# Aluminum Livewell



## T-MAN (May 17, 2011)

HI everyone, i am in the market for a good aluminum livewell for my tracker topper 1542. I dont want it to be huge but just big enough to put a 5 fish limit of bass in it. I was interested in the fish mate pro livewell but after reading some of the post about not getting them for a couple of months i dont want one. Does anyone have any ideas or links to a place where i could buy one at.


----------



## dyeguy1212 (May 18, 2011)

Anywhere but fishmatepro, lol.


----------



## Jim (May 18, 2011)

Not aluminum, but PVC an option?

https://customlivewells.com/default.aspx

How about making your own from a cooler? Would that be an option?


----------



## T-MAN (May 18, 2011)

Jim said:


> Not aluminum, but PVC an option?
> 
> https://customlivewells.com/default.aspx
> 
> How about making your own from a cooler? Would that be an option?

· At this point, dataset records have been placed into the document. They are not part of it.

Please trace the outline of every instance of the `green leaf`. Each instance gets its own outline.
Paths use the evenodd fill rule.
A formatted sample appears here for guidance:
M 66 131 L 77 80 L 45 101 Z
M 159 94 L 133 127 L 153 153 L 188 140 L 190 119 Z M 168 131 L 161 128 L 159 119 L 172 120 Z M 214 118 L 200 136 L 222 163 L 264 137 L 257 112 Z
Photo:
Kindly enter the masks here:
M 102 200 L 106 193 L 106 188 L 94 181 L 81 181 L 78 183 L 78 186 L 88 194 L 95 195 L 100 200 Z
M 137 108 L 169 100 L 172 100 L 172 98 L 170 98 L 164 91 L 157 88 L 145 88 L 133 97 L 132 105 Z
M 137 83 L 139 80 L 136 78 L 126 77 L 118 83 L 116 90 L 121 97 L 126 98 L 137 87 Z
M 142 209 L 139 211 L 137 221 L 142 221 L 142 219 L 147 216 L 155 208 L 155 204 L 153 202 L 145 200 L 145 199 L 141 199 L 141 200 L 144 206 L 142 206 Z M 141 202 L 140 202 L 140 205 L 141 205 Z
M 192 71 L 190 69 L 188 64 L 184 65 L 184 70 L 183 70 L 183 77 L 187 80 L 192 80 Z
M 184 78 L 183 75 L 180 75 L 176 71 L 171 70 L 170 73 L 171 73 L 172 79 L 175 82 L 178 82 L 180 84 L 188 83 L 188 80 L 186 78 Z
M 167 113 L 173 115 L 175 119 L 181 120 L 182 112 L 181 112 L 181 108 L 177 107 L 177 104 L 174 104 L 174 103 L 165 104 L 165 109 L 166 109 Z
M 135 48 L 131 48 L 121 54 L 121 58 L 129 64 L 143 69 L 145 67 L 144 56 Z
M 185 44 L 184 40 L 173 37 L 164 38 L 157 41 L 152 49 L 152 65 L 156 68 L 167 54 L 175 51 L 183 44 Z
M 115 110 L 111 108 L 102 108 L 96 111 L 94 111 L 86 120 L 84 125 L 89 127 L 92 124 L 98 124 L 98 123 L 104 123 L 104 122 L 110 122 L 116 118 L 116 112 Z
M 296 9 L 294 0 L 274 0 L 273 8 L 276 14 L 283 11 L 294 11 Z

I would prefer aluminum over the pvc but that would work. I was thinking of taking out my tiny livewell in my center bench and making one out of aluminum and putting back in the bench as x53gunner did in his tracker that would give me a bigger livewell and not take up any more space.
Thanks for the help everyone


----------



## bassboy1 (May 19, 2011)

Did you get the PM I sent you the other day?

Dawson


----------



## T-MAN (May 19, 2011)

bassboy 1 yes i have gotten your pm im not sure what im gonna do yet but ill get back to you about it


----------



## BaitCaster (May 20, 2011)

Dang, now you got me thinking about a bigger livewell! Let's see some pictures when you get started.


----------



## T-MAN (May 21, 2011)

Our local Marina here has lots of sizes of "Baitwells" from maybe 10 gallons up to 50 gallons or so. Theirs one that i think is maybe 15 or 20 gallons thats just a circular tank and is only 1 sided, my dad said that that would be a great livewell for a smaller boat like mine. Does anybodyknow if that would work or have ever tried that?


----------



## bassboy1 (May 22, 2011)

The only problem I can see is it might not be long enough for a decent bass, depending on how it is configured. I have a 30 gallon bait tank, which is somewhat tall, and while the water quantity, filtration and aeration are much better than most livewells on the market these days, it won't hold a bass over 3 pounds or so, as the tank is tall, rather than long. Depending on how stubby the thing is, it might work, but if it doesn't have a large enough horizontal dimension, you may want to look for something else.


----------



## T-MAN (May 22, 2011)

bassboy1 said:


> The only problem I can see is it might not be long enough for a decent bass, depending on how it is configured. I have a 30 gallon bait tank, which is somewhat tall, and while the water quantity, filtration and aeration are much better than most livewells on the market these days, it won't hold a bass over 3 pounds or so, as the tank is tall, rather than long. Depending on how stubby the thing is, it might work, but if it doesn't have a large enough horizontal dimension, you may want to look for something else.




I never thought about that, it is not real tall and is maybe 17inches to 24inches in diameter. Thats just a rough estimate without actual measurments. Thanks


----------